Study examines R&D project success in small biotech firms 

Medicine doctor touching electronic medical record on tablet. DNA. Digital healthcare and network connection on hologram modern virtual screen interface, medical technology and network concept.

New research from York University’s Schulich School of Business shows small biotech firms can increase the success of multidisciplinary research by relying on principal investigators with greater experience working on similar problems.   
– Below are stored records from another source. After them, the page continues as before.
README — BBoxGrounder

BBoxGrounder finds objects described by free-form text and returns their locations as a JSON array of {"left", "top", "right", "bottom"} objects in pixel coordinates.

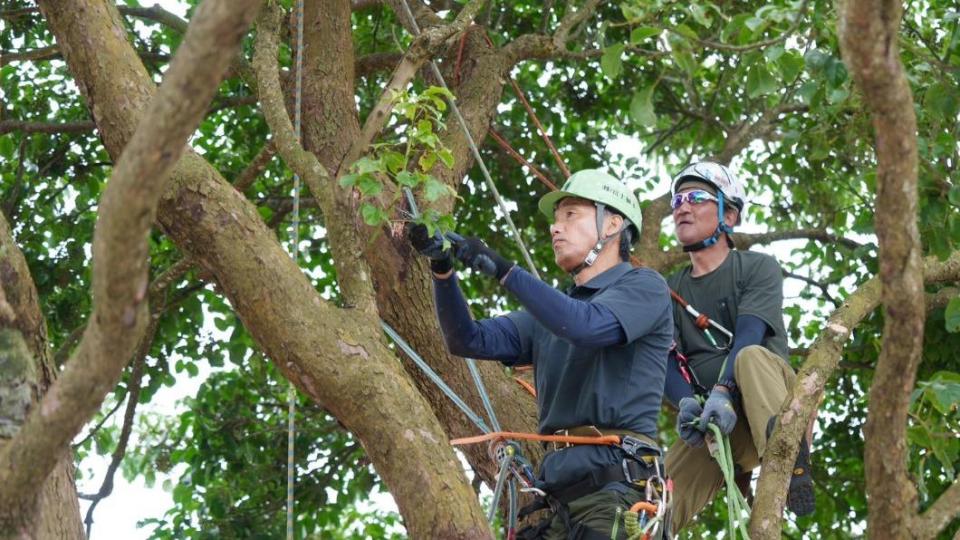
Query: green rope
[{"left": 707, "top": 423, "right": 750, "bottom": 540}]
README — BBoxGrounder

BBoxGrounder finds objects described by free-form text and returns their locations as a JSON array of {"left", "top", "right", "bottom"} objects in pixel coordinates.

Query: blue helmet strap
[{"left": 683, "top": 193, "right": 734, "bottom": 253}]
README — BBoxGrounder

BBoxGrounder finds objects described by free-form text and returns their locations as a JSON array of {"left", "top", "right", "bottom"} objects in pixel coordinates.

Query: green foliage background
[{"left": 0, "top": 0, "right": 960, "bottom": 538}]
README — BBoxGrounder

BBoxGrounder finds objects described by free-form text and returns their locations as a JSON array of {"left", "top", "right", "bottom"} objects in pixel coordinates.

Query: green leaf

The findings are contained in the paper “Multi-Disciplinary Project Success in Small Firms: The Role of Multi-Project and Project Management Experience” published in the journal Production and Operations Management.

The paper is co-authored by M. Johnny Rungtusanatham, Canada Research Chair in Supply Chain Management and professor of operations management and information systems at the Schulich School of Business; Mengyang Pan, assistant professor at the Research Institute of Economics and Management in Southwestern University of Finance and Economics; James A. Hill, Chair of the Management Sciences Department and associate professor of operations management at The Ohio State University; and Aravind Chandrasekaran, professor of operations at The Ohio State University. 

According to the researchers, small biotech firms account for more than 60 per cent of new drug approvals in the U.S., making them an important source of product innovation. To better understand how small firms manage projects, the researchers gathered and analyzed data from 1,374 government-funded research and development (R&D) projects conducted by 933 small firms in the U.S.  

The researchers found that pursuing multidisciplinary research while conducting many projects can undermine innovation performance due to resource-need conflicts, but that project success was more likely when firms limited the involvement of a principal investigator (PI) to projects in the “same problem domain” – areas of investigation where the PI develops greater project management experience since it provides common ground for applying existing knowledge to new questions.   

“Our research findings offer important recommendations for small firms managing projects involving many technical fields,” says Rungtusanatham. “First, as the number of technical fields supporting a project increases, project success decreases. Second, involvement in multiple projects simultaneously offers the chance for concurrent learning, as long as these projects are within the same problem domain.”  

Rungtusanatham adds, “Projects involving a large number of technical fields have a greater chance of success if they are led by Principal Investigators with extensive project management experience.”